Choosing whether you want your job to land on a PCIe or SXM A100 largely depends on the kind of job you are executing. Specifically, there are considerations to make when it comes to using a single GPU card or multiple GPU cards, which will influence whether you want to use a PCIe A100 or a SXM A100.
Considerations for Using a Single GPU Card
If you only need to use one GPU card, you want to look at how many GB you will need on that one card. If your memory needs are <40GB, you request a PCIe A100. However, if you need >40GB on a single GPU card, you should request a SXM A100.

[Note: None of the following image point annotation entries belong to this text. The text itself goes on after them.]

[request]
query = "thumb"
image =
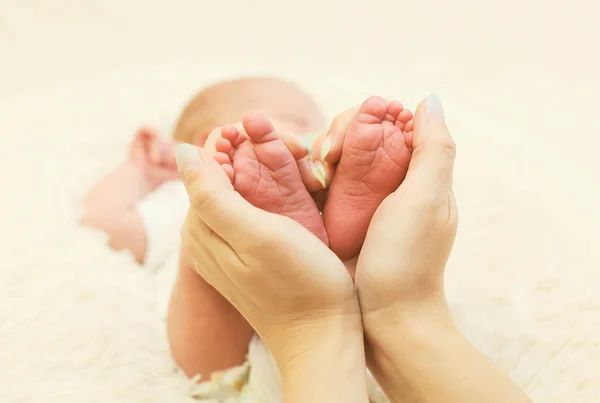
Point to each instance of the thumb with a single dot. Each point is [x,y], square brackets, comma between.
[432,163]
[213,199]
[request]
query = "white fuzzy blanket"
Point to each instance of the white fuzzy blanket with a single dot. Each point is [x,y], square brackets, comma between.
[78,321]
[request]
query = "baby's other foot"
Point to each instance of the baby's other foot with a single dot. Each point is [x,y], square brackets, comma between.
[374,161]
[264,171]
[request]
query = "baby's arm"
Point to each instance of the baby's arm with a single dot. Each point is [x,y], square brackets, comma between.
[111,204]
[110,207]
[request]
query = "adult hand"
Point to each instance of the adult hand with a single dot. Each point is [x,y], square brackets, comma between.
[413,348]
[412,232]
[290,287]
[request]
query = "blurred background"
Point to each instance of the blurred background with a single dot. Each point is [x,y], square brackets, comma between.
[520,84]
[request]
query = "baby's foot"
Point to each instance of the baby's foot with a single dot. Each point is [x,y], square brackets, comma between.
[264,171]
[374,161]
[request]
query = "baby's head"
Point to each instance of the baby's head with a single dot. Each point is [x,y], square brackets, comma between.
[228,102]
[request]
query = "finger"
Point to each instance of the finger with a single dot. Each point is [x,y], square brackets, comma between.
[328,145]
[155,151]
[432,163]
[316,175]
[211,255]
[299,146]
[214,200]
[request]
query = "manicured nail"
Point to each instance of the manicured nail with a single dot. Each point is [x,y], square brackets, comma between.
[433,106]
[187,158]
[319,172]
[326,147]
[307,144]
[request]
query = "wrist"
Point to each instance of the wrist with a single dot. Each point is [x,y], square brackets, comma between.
[327,363]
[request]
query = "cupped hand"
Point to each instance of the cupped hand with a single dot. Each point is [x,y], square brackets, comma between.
[412,232]
[282,278]
[401,265]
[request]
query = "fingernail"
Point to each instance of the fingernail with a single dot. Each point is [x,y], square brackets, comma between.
[187,158]
[307,145]
[318,171]
[326,147]
[433,106]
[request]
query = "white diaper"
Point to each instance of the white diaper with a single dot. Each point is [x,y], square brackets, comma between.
[163,214]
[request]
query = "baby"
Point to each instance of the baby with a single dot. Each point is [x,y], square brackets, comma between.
[113,205]
[142,206]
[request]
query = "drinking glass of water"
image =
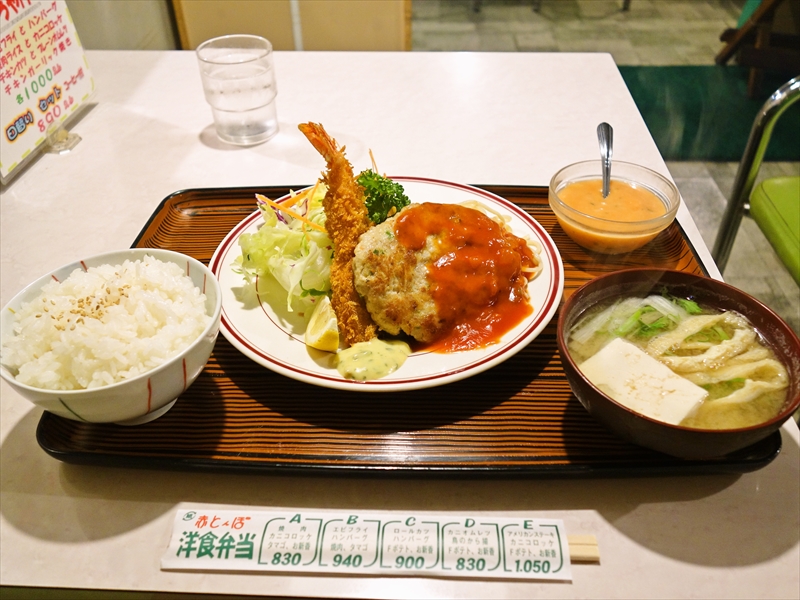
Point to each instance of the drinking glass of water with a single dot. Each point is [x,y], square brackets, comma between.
[239,83]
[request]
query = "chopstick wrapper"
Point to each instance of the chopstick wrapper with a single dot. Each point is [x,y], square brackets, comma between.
[369,543]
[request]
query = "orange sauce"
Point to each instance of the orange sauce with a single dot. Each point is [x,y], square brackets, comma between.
[476,278]
[623,203]
[626,205]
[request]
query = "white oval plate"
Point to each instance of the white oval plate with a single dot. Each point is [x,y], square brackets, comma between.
[273,337]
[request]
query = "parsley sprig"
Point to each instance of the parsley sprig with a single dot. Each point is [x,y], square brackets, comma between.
[383,196]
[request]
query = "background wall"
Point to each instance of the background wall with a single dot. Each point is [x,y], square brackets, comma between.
[124,24]
[323,24]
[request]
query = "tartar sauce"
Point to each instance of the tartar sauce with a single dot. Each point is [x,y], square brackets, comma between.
[371,360]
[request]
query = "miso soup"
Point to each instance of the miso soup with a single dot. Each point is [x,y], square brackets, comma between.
[719,351]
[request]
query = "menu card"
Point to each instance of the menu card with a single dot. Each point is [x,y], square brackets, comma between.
[44,77]
[368,543]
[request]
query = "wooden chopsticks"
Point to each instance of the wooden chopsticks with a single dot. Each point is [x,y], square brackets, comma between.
[583,548]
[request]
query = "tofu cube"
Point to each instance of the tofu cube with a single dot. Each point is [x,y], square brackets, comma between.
[639,382]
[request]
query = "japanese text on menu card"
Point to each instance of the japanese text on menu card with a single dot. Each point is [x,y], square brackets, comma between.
[368,543]
[44,76]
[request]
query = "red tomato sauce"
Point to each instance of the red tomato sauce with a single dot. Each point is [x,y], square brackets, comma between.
[477,281]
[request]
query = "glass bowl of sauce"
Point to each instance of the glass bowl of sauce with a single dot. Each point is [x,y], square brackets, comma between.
[640,204]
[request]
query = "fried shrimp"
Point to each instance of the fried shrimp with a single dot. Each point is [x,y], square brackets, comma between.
[346,220]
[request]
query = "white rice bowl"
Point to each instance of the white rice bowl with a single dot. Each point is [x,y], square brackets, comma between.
[113,338]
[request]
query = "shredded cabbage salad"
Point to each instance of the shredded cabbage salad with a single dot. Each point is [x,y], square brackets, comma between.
[292,246]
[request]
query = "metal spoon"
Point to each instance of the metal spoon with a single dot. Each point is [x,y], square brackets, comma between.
[605,135]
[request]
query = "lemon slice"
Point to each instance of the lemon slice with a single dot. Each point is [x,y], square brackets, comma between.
[322,332]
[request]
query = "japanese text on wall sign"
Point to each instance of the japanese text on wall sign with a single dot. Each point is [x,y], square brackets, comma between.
[44,76]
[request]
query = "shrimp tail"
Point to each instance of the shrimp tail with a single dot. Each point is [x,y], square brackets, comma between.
[346,219]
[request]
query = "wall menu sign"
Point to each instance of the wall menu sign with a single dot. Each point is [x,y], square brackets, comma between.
[44,77]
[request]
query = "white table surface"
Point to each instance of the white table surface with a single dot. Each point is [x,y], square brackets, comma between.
[480,118]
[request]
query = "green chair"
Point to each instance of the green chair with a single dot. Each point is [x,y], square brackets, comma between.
[775,203]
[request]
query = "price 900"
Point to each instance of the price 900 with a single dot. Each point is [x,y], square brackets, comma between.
[54,113]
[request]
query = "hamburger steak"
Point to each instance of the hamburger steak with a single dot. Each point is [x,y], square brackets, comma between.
[434,268]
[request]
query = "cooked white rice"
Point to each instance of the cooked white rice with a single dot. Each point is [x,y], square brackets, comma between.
[105,325]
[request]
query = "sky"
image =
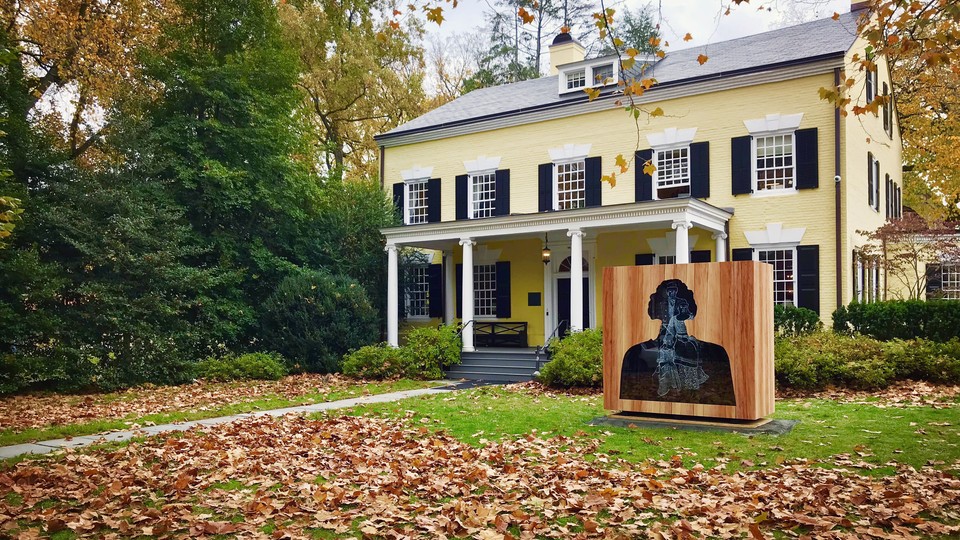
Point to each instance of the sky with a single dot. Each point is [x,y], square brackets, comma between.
[703,19]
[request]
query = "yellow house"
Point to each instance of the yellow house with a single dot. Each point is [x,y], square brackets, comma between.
[503,185]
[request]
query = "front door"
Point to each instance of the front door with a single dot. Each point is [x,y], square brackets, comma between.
[563,305]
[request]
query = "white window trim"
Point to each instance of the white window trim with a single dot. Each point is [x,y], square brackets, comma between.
[781,247]
[588,67]
[656,173]
[406,297]
[406,197]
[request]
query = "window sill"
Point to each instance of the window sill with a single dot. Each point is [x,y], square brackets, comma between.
[774,192]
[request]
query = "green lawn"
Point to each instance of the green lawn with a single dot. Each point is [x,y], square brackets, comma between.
[870,434]
[10,437]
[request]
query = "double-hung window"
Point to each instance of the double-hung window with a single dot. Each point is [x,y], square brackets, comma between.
[784,273]
[571,191]
[483,194]
[416,201]
[672,176]
[418,293]
[485,290]
[774,162]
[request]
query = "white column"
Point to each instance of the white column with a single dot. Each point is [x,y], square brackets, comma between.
[721,239]
[576,279]
[449,279]
[466,294]
[682,226]
[393,296]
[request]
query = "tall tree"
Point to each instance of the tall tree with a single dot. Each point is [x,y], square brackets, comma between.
[77,56]
[360,76]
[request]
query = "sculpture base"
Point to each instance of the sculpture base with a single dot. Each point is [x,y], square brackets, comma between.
[695,423]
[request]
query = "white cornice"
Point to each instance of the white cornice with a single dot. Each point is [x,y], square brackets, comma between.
[663,212]
[654,95]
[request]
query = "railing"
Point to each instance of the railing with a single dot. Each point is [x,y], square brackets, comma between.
[544,350]
[500,334]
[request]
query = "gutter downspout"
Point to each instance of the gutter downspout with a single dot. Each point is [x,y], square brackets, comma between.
[838,255]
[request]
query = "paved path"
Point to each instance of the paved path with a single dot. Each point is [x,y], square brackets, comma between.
[44,447]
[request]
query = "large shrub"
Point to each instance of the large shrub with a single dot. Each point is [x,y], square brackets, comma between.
[425,355]
[430,350]
[379,361]
[250,366]
[936,320]
[795,321]
[823,359]
[313,319]
[575,360]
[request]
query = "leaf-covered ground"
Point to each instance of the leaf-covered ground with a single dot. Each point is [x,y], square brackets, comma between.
[391,473]
[40,410]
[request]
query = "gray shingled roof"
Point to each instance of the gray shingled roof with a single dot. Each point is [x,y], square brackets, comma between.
[806,41]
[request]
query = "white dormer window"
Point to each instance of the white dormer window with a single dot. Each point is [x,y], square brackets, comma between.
[590,73]
[576,79]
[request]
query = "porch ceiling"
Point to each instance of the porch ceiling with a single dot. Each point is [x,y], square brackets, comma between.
[632,216]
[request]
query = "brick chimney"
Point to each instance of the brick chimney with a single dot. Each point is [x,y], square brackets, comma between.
[565,50]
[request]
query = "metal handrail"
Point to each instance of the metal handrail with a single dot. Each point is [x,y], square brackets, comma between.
[545,348]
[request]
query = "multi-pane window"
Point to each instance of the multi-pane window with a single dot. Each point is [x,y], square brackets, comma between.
[602,73]
[483,194]
[576,79]
[571,185]
[774,162]
[950,281]
[485,290]
[673,172]
[784,276]
[417,202]
[418,293]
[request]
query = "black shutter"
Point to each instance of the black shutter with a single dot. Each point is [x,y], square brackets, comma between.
[741,173]
[546,187]
[700,255]
[459,292]
[435,290]
[700,170]
[643,259]
[808,277]
[433,200]
[503,290]
[398,200]
[643,188]
[502,204]
[593,172]
[808,168]
[934,280]
[460,189]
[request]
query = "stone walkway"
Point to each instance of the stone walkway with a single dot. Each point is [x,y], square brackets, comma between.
[44,447]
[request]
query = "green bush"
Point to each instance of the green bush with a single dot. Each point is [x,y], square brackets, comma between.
[936,320]
[822,359]
[430,350]
[795,321]
[425,355]
[313,319]
[250,366]
[575,360]
[376,362]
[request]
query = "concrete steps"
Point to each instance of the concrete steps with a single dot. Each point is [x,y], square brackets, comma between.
[496,364]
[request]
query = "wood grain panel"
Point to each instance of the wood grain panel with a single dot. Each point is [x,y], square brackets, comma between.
[734,310]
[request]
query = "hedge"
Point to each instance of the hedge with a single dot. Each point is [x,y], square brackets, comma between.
[936,320]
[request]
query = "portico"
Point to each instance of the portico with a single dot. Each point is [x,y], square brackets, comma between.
[567,294]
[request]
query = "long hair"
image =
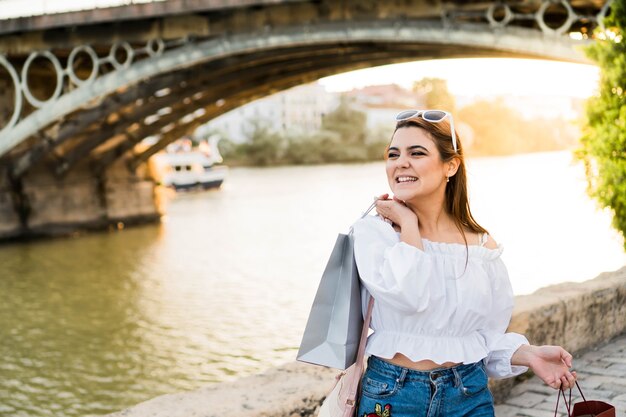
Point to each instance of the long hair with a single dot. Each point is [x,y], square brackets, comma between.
[456,200]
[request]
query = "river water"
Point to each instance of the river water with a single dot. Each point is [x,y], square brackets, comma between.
[222,287]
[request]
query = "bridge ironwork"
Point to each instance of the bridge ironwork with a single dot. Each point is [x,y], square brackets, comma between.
[117,92]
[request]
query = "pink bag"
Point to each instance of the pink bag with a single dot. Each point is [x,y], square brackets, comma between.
[342,400]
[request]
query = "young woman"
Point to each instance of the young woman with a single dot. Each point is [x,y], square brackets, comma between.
[443,299]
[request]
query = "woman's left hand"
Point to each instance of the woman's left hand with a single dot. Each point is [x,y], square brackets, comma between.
[552,364]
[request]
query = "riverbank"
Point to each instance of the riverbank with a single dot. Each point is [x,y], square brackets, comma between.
[577,316]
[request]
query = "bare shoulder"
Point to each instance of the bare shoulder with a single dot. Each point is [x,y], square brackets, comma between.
[491,243]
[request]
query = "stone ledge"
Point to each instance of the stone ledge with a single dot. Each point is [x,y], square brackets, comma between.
[577,316]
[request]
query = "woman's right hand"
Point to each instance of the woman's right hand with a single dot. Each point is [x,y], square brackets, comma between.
[395,210]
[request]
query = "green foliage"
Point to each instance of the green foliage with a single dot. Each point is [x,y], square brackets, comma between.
[500,130]
[436,94]
[343,138]
[348,123]
[603,145]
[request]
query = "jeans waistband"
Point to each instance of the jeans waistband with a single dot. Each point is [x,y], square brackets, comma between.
[452,374]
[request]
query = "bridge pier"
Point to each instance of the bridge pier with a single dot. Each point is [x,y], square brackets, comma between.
[41,204]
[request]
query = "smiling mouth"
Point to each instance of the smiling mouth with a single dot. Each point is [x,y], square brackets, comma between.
[404,179]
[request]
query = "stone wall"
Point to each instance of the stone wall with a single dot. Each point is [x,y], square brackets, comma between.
[577,316]
[80,200]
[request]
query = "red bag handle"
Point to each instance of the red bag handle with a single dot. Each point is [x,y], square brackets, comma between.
[568,405]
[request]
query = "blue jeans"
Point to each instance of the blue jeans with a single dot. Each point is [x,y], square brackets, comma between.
[388,390]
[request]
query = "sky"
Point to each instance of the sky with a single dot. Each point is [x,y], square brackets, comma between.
[481,77]
[16,8]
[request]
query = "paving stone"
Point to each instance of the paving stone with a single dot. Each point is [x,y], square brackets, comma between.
[601,375]
[614,359]
[504,410]
[527,399]
[531,412]
[534,385]
[592,381]
[595,370]
[618,367]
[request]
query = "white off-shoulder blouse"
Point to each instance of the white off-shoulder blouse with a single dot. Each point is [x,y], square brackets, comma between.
[431,305]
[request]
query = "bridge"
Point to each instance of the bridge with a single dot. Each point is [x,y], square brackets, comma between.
[87,97]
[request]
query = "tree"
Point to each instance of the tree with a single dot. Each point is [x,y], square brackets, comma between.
[603,144]
[435,93]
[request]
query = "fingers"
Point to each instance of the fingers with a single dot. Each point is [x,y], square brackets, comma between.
[566,357]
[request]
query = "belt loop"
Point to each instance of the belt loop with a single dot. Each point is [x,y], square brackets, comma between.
[401,378]
[457,377]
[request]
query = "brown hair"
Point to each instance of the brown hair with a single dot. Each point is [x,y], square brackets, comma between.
[456,201]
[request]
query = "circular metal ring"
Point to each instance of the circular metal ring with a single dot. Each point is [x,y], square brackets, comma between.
[57,67]
[70,64]
[158,43]
[17,102]
[571,17]
[130,54]
[508,15]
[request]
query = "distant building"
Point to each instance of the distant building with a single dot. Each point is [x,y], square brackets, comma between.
[381,103]
[299,109]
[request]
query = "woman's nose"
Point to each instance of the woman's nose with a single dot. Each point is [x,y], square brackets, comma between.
[402,160]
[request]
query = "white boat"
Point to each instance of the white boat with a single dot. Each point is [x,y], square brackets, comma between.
[185,170]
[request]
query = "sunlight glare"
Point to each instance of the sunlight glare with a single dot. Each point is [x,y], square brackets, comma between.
[480,76]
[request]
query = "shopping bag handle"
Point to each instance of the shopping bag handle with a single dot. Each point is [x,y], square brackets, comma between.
[568,405]
[370,208]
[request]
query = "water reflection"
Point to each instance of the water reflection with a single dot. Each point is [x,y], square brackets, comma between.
[223,286]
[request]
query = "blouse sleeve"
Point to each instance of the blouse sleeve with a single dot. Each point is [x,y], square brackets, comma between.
[501,345]
[395,273]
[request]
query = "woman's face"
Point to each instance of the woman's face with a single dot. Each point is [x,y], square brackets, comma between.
[414,166]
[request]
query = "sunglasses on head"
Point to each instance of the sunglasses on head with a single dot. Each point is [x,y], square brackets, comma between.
[433,116]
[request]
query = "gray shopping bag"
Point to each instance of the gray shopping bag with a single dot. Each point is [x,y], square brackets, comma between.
[332,333]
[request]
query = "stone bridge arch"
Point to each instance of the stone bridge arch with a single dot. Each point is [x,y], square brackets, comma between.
[165,87]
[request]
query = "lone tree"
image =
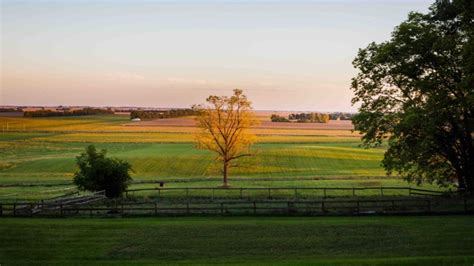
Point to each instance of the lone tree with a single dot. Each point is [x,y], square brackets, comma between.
[417,91]
[225,123]
[97,172]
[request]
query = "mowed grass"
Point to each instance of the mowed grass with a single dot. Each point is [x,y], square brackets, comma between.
[412,240]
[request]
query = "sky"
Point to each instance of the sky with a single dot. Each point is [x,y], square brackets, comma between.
[285,55]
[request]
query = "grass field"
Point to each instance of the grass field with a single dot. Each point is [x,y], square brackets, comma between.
[41,151]
[278,241]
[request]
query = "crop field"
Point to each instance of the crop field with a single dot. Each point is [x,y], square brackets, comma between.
[38,154]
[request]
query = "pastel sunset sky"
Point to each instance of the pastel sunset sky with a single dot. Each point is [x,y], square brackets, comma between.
[285,55]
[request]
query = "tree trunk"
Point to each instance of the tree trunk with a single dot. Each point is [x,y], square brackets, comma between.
[225,171]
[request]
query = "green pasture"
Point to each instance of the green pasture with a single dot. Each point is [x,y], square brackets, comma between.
[38,162]
[44,155]
[412,240]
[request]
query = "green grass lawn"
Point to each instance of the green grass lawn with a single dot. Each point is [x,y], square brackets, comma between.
[426,240]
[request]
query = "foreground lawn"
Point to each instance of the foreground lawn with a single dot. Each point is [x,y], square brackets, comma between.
[287,241]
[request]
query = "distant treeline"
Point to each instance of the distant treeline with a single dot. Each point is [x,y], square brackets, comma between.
[7,110]
[277,118]
[161,114]
[341,116]
[312,117]
[309,117]
[85,111]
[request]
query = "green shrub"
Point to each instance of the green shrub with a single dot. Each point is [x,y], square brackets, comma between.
[97,172]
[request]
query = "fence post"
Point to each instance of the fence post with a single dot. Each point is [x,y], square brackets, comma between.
[465,204]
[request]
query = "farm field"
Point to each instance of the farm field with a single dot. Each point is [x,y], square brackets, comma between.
[428,240]
[38,156]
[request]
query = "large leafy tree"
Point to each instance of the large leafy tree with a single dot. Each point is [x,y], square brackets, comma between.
[416,90]
[224,124]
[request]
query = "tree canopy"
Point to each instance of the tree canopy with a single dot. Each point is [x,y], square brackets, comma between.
[416,90]
[224,124]
[97,172]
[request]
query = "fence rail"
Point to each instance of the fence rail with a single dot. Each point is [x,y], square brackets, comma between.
[241,207]
[285,192]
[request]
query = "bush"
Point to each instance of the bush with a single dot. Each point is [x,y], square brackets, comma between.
[97,172]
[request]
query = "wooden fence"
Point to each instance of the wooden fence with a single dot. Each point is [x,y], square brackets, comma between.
[243,207]
[276,192]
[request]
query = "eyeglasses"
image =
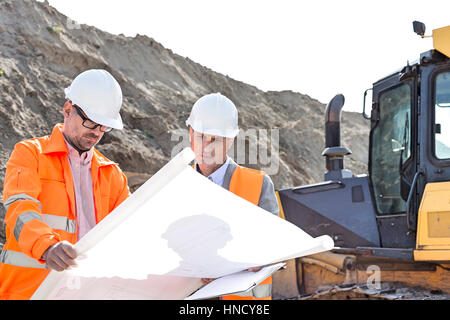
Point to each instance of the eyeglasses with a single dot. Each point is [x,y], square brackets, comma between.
[88,123]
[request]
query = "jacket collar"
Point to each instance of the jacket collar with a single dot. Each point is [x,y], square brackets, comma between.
[57,144]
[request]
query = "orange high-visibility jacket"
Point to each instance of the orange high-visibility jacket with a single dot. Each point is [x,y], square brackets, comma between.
[247,183]
[39,200]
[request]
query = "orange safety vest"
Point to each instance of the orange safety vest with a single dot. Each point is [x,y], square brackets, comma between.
[39,200]
[247,183]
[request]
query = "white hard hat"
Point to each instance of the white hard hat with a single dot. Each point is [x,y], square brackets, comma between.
[99,95]
[214,114]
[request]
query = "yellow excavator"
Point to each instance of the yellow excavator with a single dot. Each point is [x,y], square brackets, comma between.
[391,228]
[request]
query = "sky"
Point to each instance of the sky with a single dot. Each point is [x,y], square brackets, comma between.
[319,48]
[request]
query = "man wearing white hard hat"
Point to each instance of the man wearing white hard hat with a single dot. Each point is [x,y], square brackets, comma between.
[58,187]
[213,126]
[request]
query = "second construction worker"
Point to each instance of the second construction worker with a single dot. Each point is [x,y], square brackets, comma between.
[213,126]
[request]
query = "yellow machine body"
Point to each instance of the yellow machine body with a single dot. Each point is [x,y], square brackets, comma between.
[441,40]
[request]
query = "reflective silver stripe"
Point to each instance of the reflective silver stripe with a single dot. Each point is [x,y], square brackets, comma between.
[24,218]
[18,197]
[20,259]
[59,222]
[261,291]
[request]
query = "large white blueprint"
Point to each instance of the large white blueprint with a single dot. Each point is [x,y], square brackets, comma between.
[178,227]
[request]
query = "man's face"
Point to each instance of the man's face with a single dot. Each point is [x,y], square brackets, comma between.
[79,136]
[209,150]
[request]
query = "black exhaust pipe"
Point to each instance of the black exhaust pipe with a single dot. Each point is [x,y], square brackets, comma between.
[334,152]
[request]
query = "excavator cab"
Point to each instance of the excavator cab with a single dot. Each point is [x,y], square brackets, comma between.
[397,217]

Considerations for Using Multiple GPU Cards
If you know that you want to use multiple GPU cards for your job, an important consideration to make is that the sharing of data between two, three, or four SXM cards will be a lot faster than sharing data between the two cards on the PCIe A100.
The following example submission script would request one 80GB SXM A100 card.
#SBATCH -A <allocationID>
#SBATCH -p gengpu
#SBATCH --gres=gpu:a100:1
#SBATCH --constraint=sxm
#SBATCH -N 1
#SBATCH -n 1
#SBATCH -t 1:00:00
#SBATCH --mem=XXG
Replace sxm with pcie and you'd receive a 40GB A100.
If you don't specify any constraint you will be assigned an A100 at random. With the GPUs you are automatically given 100% of the memory on the GPU, 40GBs or 80GBs. GPU memory is treated separately from the system memory you request with the --mem flag, they are not the same thing.